Under the restriction of insufficient knowledge and resources, learning in a system like NARS is inevitably biased and restricted by the system's experience and capability. This self-organization process is driven by two fundamental conflicts within the system persistently:

  1. The system has to predict future with past experience, which is always insufficient for the purpose.
  2. The system has to achieve its goals with its constant resources, which is always insufficient for the purpose.
Therefore the success of the self-organization should not be judged according to the correctness or optimum of the system's behaviors, because that will need to compare the behaviors with future experience, and ignore the knowledge and resources constraints under which the behaviors are produced.  Instead, the aim of self-organization is to produce "rational behaviors" which have the best expectation to achieve the current goals according to available knowledge and resources.

"Rationality" actually has different forms, under different assumptions about the system and its environment. An intelligent system makes mistakes all the time, in the sense that its expectations and predictions fail to be realized. However, these expectations and predictions can be "rational", as far as they are the "best" the system can find, given its knowledge and resources. In this sense, what is considered as rational by one system may be considered as irrational by another system, and even for the same system, a rational conclusion in one situation may be considered as irrational in another situation.

In the self-organization process of an intelligent system, "experience" plays both a destructive role and a constructive role. Since new experience often disconfirms old knowledge, it does not merely add materials into the memory structure monotonically, but also tears down the disqualified parts. At the same time, experience constantly suggests new patterns and regularities for self-reorganization.

While changing the memory, new experience gets changed in the process, too. Input tasks are almost never processed exactly as they are. Instead, they are recognized, interpreted, and categorized, according to the system's existing knowledge. They are processed as what the system thinks they are. Using Piaget’s term, assimilation and accommodation are the two sides of adaptation and learning. We are going to see various examples of it in the rest of this chapter.

Learning as a process

In existing AI study, "learning" is typically specified in two ways: Though it is not hard to argue that it indeed makes sense to consider the above processes as learning, they are just special cases. Human leaning processes tend to be highly sensitive to experience and context, so cannot be captured by algorithms. Also, the processes are usually open-ended, in the sense that no result of learning is "final" and cannot be revised by further consideration and new evidence.

For a system designed under the assumption of insufficient knowledge and resources, the above situation becomes inevitable. Since the system has to open to unpredictable experience all the time, it cannot follow a predetermined learning procedure or stop at a predetermined state. Instead, learning becomes a life-long, open-ended, context-sensitive, and irreversible process, in which the system consistently adjusting the contents of its memory to better organize its experience to deal with the current tasks. It has to make the best use of the available knowledge and resources, even though they are never enough to provide the perfect solutions.

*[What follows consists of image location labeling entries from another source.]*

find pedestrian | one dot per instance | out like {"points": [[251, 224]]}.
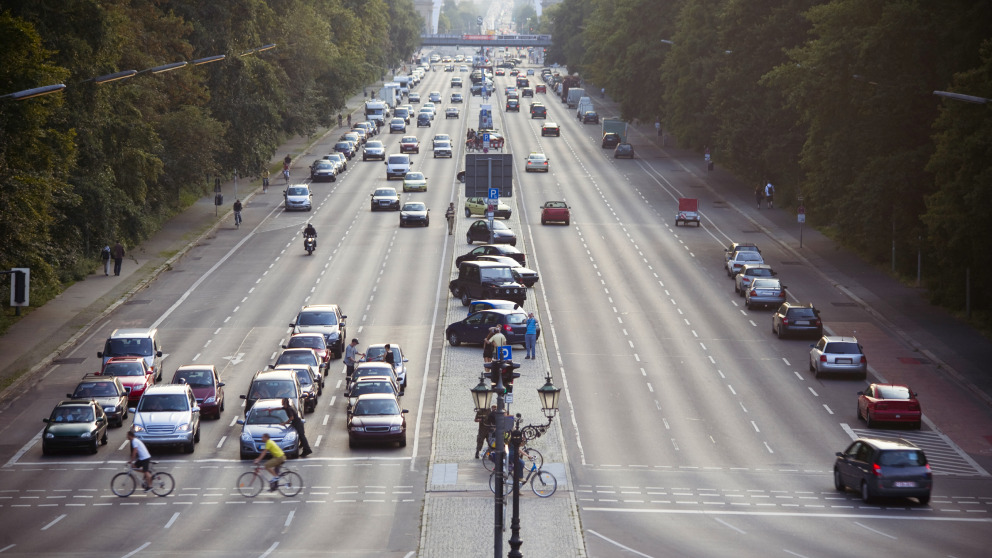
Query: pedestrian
{"points": [[293, 419], [105, 256], [350, 352], [530, 336], [486, 419], [117, 252], [450, 216]]}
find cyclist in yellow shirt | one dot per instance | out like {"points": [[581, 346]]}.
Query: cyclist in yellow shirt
{"points": [[272, 465]]}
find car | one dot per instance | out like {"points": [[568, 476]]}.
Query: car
{"points": [[375, 353], [478, 206], [75, 424], [555, 212], [589, 117], [313, 341], [764, 291], [610, 139], [623, 151], [409, 144], [890, 467], [796, 319], [891, 403], [473, 329], [494, 250], [134, 342], [748, 272], [374, 150], [414, 182], [267, 417], [132, 372], [167, 415], [479, 232], [377, 418], [207, 388], [536, 162], [385, 198], [838, 354], [397, 125], [414, 213], [486, 280], [442, 149], [741, 258], [273, 384], [107, 392], [523, 275], [322, 170], [550, 129], [327, 320]]}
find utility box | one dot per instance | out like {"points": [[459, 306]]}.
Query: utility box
{"points": [[481, 167]]}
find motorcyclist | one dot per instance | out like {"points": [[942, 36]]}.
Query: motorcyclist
{"points": [[310, 232]]}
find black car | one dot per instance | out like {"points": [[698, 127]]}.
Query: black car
{"points": [[473, 329], [493, 250], [75, 424], [107, 391], [479, 232]]}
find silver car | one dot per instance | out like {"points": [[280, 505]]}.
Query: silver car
{"points": [[836, 354], [764, 291]]}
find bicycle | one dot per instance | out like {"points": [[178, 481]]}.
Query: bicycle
{"points": [[543, 483], [250, 483], [124, 484]]}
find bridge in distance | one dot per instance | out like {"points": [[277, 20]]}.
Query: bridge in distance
{"points": [[486, 40]]}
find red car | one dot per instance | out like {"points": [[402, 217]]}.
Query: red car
{"points": [[889, 403], [133, 374], [554, 211]]}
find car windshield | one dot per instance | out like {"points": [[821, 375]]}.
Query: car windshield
{"points": [[376, 407], [270, 415], [128, 347], [163, 403], [95, 389], [317, 318], [194, 378], [123, 369]]}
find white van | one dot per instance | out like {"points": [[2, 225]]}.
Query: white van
{"points": [[397, 166]]}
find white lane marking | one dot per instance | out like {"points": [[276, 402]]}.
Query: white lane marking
{"points": [[53, 522]]}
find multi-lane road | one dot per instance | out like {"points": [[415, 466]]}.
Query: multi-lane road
{"points": [[689, 429]]}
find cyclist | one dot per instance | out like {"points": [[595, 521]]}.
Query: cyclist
{"points": [[272, 465], [141, 459]]}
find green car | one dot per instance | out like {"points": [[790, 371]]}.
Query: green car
{"points": [[75, 424], [414, 182], [477, 206]]}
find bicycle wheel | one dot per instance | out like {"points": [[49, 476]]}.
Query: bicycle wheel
{"points": [[544, 484], [123, 484], [290, 483], [507, 484], [250, 484], [162, 484]]}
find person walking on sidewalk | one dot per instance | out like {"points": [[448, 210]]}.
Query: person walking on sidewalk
{"points": [[117, 252], [450, 216], [105, 256], [530, 336]]}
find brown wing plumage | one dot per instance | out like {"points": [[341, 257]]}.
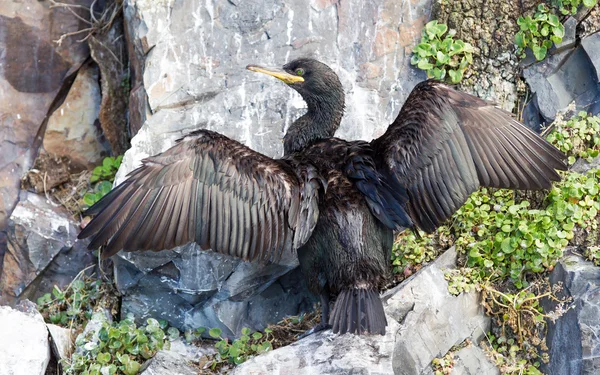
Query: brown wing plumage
{"points": [[212, 190], [444, 144]]}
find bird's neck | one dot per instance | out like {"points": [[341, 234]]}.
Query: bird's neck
{"points": [[320, 122]]}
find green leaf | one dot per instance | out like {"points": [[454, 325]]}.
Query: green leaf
{"points": [[424, 65], [103, 358], [539, 52], [89, 199], [215, 333], [520, 40], [559, 31], [103, 188], [441, 29], [553, 20]]}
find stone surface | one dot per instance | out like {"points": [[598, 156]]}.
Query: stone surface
{"points": [[195, 53], [424, 322], [328, 353], [574, 339], [166, 362], [61, 341], [561, 79], [42, 250], [24, 348], [33, 69], [432, 320], [73, 129], [591, 44]]}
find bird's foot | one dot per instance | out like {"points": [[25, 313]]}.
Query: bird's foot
{"points": [[319, 327]]}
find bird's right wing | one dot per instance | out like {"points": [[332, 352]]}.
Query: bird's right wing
{"points": [[212, 190], [445, 144]]}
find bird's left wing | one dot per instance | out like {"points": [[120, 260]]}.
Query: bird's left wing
{"points": [[212, 190], [444, 144]]}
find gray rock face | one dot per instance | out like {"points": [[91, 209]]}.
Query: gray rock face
{"points": [[327, 353], [567, 76], [61, 341], [194, 54], [168, 363], [424, 322], [42, 250], [433, 320], [591, 44], [574, 339], [24, 349]]}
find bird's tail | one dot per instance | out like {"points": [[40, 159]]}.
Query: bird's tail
{"points": [[358, 311]]}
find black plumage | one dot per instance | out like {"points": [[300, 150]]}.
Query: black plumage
{"points": [[335, 202]]}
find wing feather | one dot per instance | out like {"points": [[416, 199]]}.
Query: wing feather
{"points": [[214, 191], [445, 144]]}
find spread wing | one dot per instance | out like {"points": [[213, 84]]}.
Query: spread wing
{"points": [[445, 144], [212, 190]]}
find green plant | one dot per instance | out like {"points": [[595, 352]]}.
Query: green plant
{"points": [[592, 253], [73, 306], [118, 347], [463, 279], [578, 137], [411, 250], [519, 346], [571, 6], [441, 56], [539, 32], [103, 177], [238, 351]]}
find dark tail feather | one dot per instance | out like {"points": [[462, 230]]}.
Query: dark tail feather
{"points": [[358, 311]]}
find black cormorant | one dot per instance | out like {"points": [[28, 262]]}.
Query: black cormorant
{"points": [[335, 202]]}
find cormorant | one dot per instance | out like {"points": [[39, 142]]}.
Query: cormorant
{"points": [[335, 202]]}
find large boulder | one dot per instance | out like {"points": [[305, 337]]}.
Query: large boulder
{"points": [[568, 75], [24, 348], [42, 250], [424, 322], [194, 56], [35, 76], [574, 339]]}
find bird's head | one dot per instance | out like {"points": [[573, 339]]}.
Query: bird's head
{"points": [[311, 78]]}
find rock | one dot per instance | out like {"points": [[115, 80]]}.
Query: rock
{"points": [[108, 49], [473, 361], [328, 353], [42, 250], [24, 349], [194, 75], [561, 79], [34, 78], [582, 165], [61, 341], [591, 45], [166, 362], [424, 322], [432, 320], [574, 339], [72, 129]]}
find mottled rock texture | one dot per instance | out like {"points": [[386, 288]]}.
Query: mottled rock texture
{"points": [[24, 348], [574, 339], [42, 250], [73, 129], [194, 55], [424, 322], [33, 69]]}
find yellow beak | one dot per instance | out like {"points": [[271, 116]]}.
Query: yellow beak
{"points": [[277, 73]]}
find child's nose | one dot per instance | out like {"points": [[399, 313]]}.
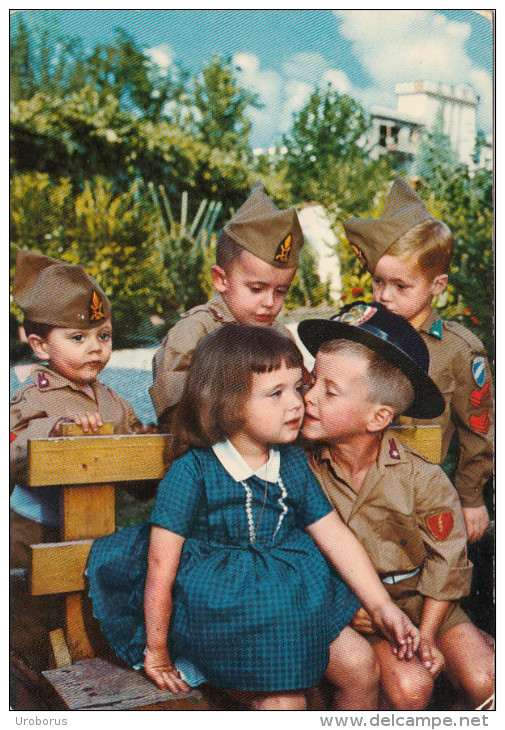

In this situation, to specify learning in the framework of an inference system has its advantage. Even though it is impossible to specify a complete learning process in advance, it is still possible to specify all valid types of step in such a process, as well as how steps can be combined together to become a process. In this way, the rigidness of individual steps and the flexibility of their combination allow a system to be adaptive in a realistic situation, while still justifiable as following some principles of rationality.